Graydon Simser, the director of Coastside Opportunity Center, which operates the Coastside shuttle, confirmed that drivers reported they had to leave passengers behind, but that a bigger bus is not an option since they have contracted with SamTrans for the smaller bus and that is what the drivers are licensed for.
"Nobody has come up with a solution yet," he said. "Everybody is doing their best."
The girls said they didn't know how they would get home and joked that the next day they would walk down to Moonridge, the first stop on the 12-seat bus, to get a spot.
The 17 shuttle is not the only one that is overloaded with school kids. Montara resident Donn Zaroski said that the 294, which runs along Highway 1, is also leaving children behind. His son, a student at Cunha Intermediate School, has been able to get on the bus, but other children weren't as lucky, Zaroski said.
"Poor planning is probably a polite way of putting this," he said. "More than anything I'm disappointed that smart people have done a dumb thing."
CUSD Superintendent John Bayless was hoping to tell parents that there would be some relief in the form of a corridor bus for Cunha. But Bayless got some more bad news about the state budget, and now says the money that an anonymous donor was going to give for the bus will instead go to keep small class sizes in the lower grades.
Payments from the state for things that school districts are mandated to do, such as creating manuals of school site rules and filling out crime reports, must be deferred until later, the superintendent said.
"You are required to do it now, but you don't get reimbursed by the state until later," Bayless said. "Our greatest fear is have to make more cuts if the state budgets doesn't get better.
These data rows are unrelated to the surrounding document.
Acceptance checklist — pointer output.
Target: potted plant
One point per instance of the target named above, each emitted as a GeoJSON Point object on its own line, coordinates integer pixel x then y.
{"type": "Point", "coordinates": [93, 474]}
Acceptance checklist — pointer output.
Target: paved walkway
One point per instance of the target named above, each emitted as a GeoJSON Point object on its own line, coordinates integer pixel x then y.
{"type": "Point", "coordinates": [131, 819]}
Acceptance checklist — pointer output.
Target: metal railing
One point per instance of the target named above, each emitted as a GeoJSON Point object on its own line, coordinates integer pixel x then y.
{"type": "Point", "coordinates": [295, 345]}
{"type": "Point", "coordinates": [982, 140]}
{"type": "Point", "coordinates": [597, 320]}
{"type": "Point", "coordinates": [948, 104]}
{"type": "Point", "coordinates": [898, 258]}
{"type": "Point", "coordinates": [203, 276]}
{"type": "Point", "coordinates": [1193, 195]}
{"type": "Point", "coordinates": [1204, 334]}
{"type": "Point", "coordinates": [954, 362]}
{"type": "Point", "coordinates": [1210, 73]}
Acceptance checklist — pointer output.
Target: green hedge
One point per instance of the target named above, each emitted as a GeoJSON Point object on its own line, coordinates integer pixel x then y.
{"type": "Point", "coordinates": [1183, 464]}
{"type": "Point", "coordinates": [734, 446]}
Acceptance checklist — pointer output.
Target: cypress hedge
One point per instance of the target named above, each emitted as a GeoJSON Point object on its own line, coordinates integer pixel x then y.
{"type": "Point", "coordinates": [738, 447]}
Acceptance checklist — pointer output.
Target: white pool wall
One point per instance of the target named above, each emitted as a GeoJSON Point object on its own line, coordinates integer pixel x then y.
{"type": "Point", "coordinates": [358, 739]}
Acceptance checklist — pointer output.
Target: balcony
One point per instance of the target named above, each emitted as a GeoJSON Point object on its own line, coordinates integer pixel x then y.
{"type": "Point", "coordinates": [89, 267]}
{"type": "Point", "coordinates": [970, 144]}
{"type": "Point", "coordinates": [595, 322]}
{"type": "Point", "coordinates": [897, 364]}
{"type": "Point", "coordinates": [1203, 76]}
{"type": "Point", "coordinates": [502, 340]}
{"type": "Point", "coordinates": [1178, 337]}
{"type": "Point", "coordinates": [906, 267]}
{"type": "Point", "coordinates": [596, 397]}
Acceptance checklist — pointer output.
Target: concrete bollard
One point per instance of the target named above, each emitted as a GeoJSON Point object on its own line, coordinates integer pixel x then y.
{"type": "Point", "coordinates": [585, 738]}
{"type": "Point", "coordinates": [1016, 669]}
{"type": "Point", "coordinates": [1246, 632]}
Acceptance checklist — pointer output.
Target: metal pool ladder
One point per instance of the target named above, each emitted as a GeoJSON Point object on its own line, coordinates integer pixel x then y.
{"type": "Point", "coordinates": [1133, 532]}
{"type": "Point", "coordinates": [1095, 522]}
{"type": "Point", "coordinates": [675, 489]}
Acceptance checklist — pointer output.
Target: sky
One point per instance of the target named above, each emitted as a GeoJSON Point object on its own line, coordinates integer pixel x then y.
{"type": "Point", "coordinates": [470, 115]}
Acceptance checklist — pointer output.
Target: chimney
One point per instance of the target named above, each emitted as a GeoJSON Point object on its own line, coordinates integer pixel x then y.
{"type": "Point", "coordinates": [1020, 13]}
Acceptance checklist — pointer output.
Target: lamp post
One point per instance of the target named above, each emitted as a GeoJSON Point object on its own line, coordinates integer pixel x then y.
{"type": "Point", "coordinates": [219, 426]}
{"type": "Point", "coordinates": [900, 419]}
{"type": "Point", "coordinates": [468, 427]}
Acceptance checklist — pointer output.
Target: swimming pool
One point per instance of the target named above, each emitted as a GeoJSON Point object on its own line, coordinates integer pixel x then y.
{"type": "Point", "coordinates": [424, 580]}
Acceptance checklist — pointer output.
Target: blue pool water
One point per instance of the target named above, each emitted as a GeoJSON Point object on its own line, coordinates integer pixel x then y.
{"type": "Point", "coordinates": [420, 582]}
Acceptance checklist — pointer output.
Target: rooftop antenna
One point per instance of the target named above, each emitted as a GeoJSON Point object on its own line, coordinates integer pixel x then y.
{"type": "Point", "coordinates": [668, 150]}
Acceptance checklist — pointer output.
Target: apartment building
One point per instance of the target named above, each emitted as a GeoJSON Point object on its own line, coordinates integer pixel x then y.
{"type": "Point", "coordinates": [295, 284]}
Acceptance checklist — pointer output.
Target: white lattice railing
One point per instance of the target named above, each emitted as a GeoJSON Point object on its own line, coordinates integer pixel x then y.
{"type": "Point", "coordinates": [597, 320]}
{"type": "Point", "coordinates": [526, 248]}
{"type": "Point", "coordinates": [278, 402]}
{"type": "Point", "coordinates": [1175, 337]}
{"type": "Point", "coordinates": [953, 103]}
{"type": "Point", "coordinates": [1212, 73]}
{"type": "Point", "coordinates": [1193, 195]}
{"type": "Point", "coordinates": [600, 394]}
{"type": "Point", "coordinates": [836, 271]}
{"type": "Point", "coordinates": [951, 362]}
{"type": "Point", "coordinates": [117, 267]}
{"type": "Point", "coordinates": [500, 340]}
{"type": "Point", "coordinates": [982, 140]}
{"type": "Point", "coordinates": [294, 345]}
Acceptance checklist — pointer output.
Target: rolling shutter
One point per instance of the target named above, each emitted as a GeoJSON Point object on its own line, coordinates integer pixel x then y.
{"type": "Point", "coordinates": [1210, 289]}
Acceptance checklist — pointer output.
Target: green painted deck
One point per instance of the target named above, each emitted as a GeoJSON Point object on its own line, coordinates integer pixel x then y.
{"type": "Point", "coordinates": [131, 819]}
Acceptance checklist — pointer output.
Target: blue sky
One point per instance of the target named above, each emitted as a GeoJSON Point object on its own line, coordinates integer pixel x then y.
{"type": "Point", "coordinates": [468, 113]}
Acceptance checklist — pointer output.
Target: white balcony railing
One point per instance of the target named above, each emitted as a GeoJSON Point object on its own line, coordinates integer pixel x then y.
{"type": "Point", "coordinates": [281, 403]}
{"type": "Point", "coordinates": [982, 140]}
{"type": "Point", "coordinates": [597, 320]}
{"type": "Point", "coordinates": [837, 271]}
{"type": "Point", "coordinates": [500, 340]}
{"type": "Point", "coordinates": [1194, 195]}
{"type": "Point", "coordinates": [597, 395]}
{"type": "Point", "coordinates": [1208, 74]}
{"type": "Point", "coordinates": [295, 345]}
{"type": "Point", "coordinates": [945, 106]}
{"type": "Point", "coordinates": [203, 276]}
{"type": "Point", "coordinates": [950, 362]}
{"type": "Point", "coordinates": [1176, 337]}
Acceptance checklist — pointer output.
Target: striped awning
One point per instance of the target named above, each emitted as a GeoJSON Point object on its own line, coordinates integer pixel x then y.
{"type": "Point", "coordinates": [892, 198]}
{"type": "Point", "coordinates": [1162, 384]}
When they say they're going to defer payments to us, well, a large percentage of our budget is people, and I can't tell people 'Your paycheck is deferred.'"
Bayless suggested those students who aren't getting on SamTrans buses could try after-school activities.
"The Boys and Girls Club is at the high school and the middle school," he said. "Kids can go to tons of athletic programs or music programs and the library is open in afternoon. We're not saying that this is the best of all worlds, but there are alternatives."
Bayless said that, in general, the community has been very supportive.
"Parents are not happy about it, but they realize the situation and, like me, they'd rather have their child in a class of 20 than have busing," he said.
With a budget deficit of $5 million to $7 million, and cuts in routes, SamTrans is in no position to do anything, either, said Chuck Harvey, the Chief Operating Officer of SamTrans.
"We don't provide school service," Harvey said. "Under the law, we're specifically prohibited from doing that. The Cabrillo Unified School District decided to eliminate school buses and we don't have the resources out there to suddenly design new services," he said.
There is nothing he can do about the situation with the 17 bus, Harvey said.
"I don't have any large buses in my fleet that I can give them," he said. "We could certainly run more buses, but who's going to pay for it?
"Do I feel bad about it? Yes. I wish there was something I could do."